É difícil encontrar palavras que descrevam o que esse filme é, o que ele tenta passar. Não é um filme de terror, mas assusta mais que a maioria. Não é um ensaio sobre o luto, mas em certos momentos dá-se a entender isso. Tem elementos de drama, mas não é seu foco. Não consigo enquadrá-lo em uma categoria que satisfaça tudo aquilo que ele é, pois é um filme diferente de tudo que eu já vi.
É um ensaio sobre o tempo. Sobre sua passagem, sobre o fim, o começo, o começo e o fim, e o fim, e o começo... É sobre a vida, e ciclos, e a passagem das eras, e o depois.

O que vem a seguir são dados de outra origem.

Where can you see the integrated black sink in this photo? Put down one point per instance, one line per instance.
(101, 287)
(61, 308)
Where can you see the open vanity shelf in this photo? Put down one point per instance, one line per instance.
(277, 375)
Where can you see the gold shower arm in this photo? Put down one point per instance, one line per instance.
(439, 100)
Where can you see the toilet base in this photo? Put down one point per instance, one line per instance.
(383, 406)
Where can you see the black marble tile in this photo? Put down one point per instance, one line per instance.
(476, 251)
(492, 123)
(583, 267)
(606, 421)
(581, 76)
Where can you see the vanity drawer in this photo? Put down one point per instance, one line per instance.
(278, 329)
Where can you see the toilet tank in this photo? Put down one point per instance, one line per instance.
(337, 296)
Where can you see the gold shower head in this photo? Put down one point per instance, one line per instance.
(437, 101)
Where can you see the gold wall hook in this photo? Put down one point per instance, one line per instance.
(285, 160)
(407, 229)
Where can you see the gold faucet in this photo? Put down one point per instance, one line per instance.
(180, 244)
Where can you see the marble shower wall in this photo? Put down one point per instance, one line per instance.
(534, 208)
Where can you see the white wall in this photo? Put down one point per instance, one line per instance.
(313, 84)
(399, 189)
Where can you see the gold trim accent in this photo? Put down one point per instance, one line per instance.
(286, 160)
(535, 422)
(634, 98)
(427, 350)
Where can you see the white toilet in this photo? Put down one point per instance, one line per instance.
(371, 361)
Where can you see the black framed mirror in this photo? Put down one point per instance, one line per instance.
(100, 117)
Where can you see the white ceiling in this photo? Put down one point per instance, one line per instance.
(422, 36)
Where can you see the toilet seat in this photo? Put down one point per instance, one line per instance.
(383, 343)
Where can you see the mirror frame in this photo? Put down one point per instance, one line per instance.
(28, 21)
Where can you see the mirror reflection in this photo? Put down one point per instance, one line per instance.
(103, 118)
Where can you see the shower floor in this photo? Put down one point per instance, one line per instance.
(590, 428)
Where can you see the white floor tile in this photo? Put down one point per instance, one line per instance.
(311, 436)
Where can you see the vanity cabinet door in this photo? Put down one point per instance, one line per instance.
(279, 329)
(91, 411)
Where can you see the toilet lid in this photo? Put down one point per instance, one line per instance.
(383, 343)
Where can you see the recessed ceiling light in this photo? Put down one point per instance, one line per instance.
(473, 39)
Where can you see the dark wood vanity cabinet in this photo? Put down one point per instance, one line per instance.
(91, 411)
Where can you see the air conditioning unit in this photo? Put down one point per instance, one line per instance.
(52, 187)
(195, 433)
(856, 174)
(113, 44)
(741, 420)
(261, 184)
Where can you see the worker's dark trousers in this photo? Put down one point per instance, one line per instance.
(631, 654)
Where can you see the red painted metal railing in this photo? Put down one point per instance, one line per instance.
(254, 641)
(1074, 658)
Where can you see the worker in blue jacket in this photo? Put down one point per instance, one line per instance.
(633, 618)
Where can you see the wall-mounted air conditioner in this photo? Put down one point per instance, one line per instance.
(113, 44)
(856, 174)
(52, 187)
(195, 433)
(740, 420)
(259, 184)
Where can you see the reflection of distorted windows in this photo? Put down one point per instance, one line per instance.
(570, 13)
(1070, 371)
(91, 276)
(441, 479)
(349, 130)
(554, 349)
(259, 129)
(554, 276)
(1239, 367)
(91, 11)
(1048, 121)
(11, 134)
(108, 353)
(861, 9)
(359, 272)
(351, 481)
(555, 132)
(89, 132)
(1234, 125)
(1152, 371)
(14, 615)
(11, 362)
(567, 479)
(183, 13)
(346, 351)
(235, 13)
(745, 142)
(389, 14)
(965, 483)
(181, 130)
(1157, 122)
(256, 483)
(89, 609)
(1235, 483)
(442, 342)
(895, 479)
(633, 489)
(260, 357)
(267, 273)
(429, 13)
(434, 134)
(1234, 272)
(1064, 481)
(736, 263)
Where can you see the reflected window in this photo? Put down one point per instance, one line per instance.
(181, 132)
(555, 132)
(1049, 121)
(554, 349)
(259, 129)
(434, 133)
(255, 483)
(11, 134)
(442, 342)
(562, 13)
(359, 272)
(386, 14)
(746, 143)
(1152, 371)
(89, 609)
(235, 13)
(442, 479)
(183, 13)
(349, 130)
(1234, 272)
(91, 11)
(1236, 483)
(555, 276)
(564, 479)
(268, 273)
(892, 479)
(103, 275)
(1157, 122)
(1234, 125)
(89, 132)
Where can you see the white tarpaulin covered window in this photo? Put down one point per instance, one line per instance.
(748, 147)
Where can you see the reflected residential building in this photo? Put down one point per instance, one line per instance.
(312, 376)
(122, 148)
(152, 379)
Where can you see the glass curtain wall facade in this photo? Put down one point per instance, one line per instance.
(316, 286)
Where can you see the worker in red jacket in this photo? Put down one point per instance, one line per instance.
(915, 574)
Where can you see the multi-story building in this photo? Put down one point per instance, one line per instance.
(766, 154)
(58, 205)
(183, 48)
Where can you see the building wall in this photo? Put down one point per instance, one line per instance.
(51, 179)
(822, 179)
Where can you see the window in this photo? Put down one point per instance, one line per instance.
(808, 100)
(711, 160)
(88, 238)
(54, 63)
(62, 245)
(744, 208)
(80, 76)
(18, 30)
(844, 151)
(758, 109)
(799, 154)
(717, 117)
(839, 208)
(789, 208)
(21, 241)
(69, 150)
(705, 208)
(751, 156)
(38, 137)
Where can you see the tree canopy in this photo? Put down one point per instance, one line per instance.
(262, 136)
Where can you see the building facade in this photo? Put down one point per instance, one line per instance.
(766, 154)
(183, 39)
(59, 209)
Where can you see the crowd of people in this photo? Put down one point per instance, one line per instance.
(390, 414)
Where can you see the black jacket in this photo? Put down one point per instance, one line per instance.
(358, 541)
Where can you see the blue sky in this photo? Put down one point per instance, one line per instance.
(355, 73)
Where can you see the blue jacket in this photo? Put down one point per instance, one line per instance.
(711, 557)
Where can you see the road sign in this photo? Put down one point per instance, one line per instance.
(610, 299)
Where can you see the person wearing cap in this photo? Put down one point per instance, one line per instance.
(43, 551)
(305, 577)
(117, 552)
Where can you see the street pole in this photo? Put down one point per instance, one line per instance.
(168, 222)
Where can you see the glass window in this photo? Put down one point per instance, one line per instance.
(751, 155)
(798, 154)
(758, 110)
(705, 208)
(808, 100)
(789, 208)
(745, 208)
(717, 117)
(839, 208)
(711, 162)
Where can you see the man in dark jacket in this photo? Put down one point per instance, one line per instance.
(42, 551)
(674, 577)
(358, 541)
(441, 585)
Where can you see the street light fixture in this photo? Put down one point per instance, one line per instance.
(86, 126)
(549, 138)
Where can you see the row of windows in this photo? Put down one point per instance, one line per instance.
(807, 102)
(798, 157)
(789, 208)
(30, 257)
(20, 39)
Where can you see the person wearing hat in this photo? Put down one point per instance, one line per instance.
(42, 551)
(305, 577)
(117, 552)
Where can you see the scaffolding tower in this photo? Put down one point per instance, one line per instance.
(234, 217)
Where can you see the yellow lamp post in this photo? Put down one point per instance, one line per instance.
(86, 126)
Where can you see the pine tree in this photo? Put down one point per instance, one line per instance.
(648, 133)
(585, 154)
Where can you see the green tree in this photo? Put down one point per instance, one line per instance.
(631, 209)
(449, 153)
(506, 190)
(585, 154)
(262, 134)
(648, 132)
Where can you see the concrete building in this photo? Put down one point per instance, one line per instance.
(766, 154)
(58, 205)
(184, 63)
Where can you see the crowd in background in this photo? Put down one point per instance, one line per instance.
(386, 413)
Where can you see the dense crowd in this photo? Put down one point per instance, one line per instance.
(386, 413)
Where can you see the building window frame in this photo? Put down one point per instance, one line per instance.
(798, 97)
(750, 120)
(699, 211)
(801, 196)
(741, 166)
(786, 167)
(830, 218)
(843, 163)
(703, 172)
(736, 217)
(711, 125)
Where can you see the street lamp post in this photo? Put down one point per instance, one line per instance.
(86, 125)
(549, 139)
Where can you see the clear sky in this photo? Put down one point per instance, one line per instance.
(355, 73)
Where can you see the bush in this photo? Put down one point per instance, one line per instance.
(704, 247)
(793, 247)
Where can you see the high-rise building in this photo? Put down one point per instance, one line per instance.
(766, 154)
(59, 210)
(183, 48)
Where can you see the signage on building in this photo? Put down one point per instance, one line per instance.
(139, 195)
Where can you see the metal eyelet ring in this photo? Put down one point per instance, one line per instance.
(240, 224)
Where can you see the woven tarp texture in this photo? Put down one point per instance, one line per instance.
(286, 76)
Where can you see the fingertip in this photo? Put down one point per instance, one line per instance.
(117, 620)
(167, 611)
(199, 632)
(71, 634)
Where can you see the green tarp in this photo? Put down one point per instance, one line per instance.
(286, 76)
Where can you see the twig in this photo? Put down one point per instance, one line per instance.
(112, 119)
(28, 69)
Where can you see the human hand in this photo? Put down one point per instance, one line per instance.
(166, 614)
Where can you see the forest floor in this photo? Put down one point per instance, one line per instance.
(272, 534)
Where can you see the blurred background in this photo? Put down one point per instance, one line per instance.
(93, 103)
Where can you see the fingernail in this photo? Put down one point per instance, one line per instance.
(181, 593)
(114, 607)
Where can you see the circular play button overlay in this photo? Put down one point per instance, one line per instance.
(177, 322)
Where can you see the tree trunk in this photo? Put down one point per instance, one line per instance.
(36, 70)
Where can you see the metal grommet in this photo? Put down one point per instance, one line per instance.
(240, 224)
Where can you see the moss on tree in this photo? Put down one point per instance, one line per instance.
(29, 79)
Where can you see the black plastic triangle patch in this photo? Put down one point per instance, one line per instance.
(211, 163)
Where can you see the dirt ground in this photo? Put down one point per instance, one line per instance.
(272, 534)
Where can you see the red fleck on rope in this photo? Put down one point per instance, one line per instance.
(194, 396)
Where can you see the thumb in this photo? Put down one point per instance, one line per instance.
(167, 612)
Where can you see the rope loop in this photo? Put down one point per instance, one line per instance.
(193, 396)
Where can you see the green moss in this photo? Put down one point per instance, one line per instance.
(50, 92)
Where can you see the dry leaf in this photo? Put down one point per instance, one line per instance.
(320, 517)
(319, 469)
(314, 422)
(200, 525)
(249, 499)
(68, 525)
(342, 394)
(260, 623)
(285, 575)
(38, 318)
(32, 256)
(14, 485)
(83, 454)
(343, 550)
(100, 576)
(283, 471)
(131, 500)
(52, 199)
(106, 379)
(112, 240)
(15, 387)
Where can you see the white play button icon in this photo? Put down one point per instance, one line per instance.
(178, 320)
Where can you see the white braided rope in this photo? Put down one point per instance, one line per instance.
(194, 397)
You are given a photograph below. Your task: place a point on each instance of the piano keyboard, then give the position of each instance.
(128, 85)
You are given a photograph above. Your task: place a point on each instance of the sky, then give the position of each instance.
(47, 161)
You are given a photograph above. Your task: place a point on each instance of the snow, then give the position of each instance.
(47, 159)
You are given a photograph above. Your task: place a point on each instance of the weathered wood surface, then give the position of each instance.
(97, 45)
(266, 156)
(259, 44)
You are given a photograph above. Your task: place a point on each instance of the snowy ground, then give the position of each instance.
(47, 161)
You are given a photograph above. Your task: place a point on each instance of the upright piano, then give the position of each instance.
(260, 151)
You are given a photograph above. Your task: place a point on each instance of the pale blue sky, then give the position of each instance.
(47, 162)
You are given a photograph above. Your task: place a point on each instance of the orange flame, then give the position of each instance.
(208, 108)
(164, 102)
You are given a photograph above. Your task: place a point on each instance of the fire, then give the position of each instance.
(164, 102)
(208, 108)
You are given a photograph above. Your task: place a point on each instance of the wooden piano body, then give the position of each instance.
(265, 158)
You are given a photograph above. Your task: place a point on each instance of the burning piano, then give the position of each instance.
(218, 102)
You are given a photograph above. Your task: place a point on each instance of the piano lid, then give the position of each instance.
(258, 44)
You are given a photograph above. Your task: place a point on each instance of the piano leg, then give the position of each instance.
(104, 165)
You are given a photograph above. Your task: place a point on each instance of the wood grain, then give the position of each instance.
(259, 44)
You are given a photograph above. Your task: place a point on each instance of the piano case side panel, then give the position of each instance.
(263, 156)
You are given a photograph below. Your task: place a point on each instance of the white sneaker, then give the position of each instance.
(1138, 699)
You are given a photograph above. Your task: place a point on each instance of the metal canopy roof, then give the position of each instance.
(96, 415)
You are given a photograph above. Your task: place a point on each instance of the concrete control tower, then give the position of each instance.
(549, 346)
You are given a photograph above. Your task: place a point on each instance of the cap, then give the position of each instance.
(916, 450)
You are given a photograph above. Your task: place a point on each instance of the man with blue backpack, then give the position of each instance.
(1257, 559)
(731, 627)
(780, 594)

O depois. Aquela bela palavra que nos salva do inevitável. Mas e depois? Quanto tempo dura a eternidade? No filme, acompanhamos a personagem vivida por Casey Affleck, que morreu em um acidente e se tornou um fantasma. Junto a ele, a personagem de Rooney Mara, sua esposa, protagonizam boa parte do filme, mas temos um terceiro protagonista: o tempo. O fantasma volta para casa, e acompanha sua esposa em um estágio de luto contido, sombrio, solitário, e vemos o tempo passar para ambos. E o tempo traz mudanças, traz um fim. Mas a eternidade não é algo finito, e C (o personagem de Affleck) precisa enfrentá-la.
O filme é marcado por planos e cortes longos, cenas em que parece que nada está acontecendo, em que não há diálogos expressivos, nem nada muito surpreendente. Por exemplo, a cena da torta, em que a personagem de Mara come após o enterro do marido e demora mais ou menos um cinco minutos. É apenas ela, comendo a torta, com o fantasma do marido observando. Mas é muito mais que isso. Tais planos nos mostram que o tempo está passando. E nesse tempo, os personagens estão sofrendo, sendo felizes, superando perdas e mudando. No exemplo anterior, vemos que a personagem está mal pela perda, de uma forma tão grande que não se importa mais com si mesma, com sua própria saúde.
Em uma das sequências mais geniais do filme, vemos a personagem de Rooney saindo de casa diversas vezes, sob a ótica de C, representando o passar dos dias. E com o passar dos dias, sua dor vai diminuindo e diminuindo, e tudo isso é passado sem palavra alguma. Aliás, o filme em si usa mais imagens e gestos para mostrar algo, que palavras. Exceto em um monólogo que acontece mais ou menos depois da metade do filme. O dono do monólogo é um personagem que nunca vimos, e que não vai mais aparecer. Usando conceitos filosóficos, ele nos conta sobre o universo, o tempo, a vida, a morte, ciclos, fé e humanidade. Mas longe de ser expositivo, o monólogo nos deixa com mais dúvidas, questões e um sentimento angustiante de finitude.
É um dos melhores filmes que eu vi na vida, e vou guardá-lo por anos e anos, não por seus quesitos técnicos, mas muito além: pelo que ele me fez sentir. Pelo que ele me fez ser.